Texas is one of the most difficult tracks to get around on the circuit and its challenges add up to a daunting venture for all drivers. Labonte, a native of Corpus Christi, Texas, needs a good run to get back into the top-10 of the point standings after getting involved in a wreck while running sixth late in last Sunday's race at Bristol Motor Speedway.
"Texas was a pretty big challenge last year," Labonte said. "We worked on the car during pit stops and just tried to make it as fast as we could and as comfortable as we could. With the corners the way they were, you thought you could go fast, but then when you got down in there it was a challenge."
It's understandable for Labonte to think the worst considering his recent on-track fortunes. He has run in the top-10 late in each of the last two races, only to lose a cylinder at Darlington and crash at Bristol. The misfortune has dropped him from sixth to 14th in the point standings after a victory in the PRIMESTAR 500 at Atlanta Motor Speedway.
Last year's finish at Texas vaulted Labonte to a career-high third in the point standings. He finished the season seventh. Now the Joe Gibbs Racing team is under the gun to get itself back into the top-10 in points.

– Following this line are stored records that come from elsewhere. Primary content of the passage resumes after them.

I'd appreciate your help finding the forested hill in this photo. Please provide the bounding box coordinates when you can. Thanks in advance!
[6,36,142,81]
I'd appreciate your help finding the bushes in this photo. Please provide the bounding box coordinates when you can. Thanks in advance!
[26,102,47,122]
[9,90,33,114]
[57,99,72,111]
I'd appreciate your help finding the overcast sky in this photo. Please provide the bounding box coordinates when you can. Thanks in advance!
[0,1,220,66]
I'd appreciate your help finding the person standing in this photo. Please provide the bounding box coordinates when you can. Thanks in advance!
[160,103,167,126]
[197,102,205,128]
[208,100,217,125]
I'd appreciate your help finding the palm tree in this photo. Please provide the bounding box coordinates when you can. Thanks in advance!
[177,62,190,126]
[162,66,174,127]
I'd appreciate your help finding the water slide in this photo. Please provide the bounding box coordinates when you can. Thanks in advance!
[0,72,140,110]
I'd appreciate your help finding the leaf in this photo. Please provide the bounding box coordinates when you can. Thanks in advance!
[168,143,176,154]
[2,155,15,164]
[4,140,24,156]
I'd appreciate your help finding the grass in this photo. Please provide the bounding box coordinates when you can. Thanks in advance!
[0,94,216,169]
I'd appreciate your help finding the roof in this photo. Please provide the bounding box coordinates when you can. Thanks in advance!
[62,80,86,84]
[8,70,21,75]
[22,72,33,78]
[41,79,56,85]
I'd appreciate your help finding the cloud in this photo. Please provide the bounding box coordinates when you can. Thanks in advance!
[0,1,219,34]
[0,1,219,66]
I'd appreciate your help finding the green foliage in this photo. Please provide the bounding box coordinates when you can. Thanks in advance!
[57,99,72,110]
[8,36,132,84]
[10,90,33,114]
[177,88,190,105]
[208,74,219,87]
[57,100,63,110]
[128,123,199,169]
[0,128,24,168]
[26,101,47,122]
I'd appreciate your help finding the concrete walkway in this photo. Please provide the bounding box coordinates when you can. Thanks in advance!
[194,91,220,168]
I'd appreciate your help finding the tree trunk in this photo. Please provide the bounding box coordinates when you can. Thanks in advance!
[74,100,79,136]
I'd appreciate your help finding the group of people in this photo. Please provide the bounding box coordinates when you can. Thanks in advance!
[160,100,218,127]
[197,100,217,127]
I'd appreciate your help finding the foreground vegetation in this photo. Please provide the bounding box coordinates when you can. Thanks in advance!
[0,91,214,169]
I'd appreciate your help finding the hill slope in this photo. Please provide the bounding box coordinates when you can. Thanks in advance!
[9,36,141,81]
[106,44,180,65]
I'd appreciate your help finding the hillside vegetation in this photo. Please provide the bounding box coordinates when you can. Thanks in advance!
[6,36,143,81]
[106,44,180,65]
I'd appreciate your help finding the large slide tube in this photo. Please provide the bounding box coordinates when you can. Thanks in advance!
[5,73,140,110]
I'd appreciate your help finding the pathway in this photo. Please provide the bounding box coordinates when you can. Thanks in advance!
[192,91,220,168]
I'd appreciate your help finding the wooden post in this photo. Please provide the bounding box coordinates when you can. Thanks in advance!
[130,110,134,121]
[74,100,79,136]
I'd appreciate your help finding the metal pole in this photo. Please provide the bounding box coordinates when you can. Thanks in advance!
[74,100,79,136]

"We're not pleased with how we've done in points lately," crew chief Jimmy Makar said. "Darlington and Bristol really hurt us. We've probably given up a good 150 points right now in just a few races. We can't continue to do that. If we do, we're going to dig ourselves a hole we're not going to be able to dig out of. It's still early, and we've still got the capability of running up front in the top-five most every place we go. Other people are going to make mistakes. It's just that our mistakes and bad finishes are coming way too early to be comfortable with."
There are indications Labonte could be in for a good run. He ran well at Texas last year, and his calculating driving style often serves him well on tricky layouts like Texas Motor Speedway.
"Texas certainly fits that mold, and Atlanta is the same way now," Labonte said. "Darlington is like that. You just try and do the best you can. That's the way I was brought up. My dad is probably responsible for a lot of my driving style because he made me work on my own cars and fix my own stuff. That made you aware of how much work was involved when you tore your stuff up. That's half the battle, staying out of trouble."
Labonte's history on tough tracks has Makar feeling confident. For him, it's a matter of putting a capable car in Labonte's hands.
"If we can give him a car that's genuinely decent, he can settle into a pace and he can feed us information on the car where we can work on it during the course of the race, and most of the time we can get the car better for him," Makar said. "We've been real fortunate we've been able to do that. Atlanta was a good example. We didn't really have a real good car at the start, but we kept working on it and he kept feeding us information where we were able to get it right at the end. It's going to be that kind of deal at Texas."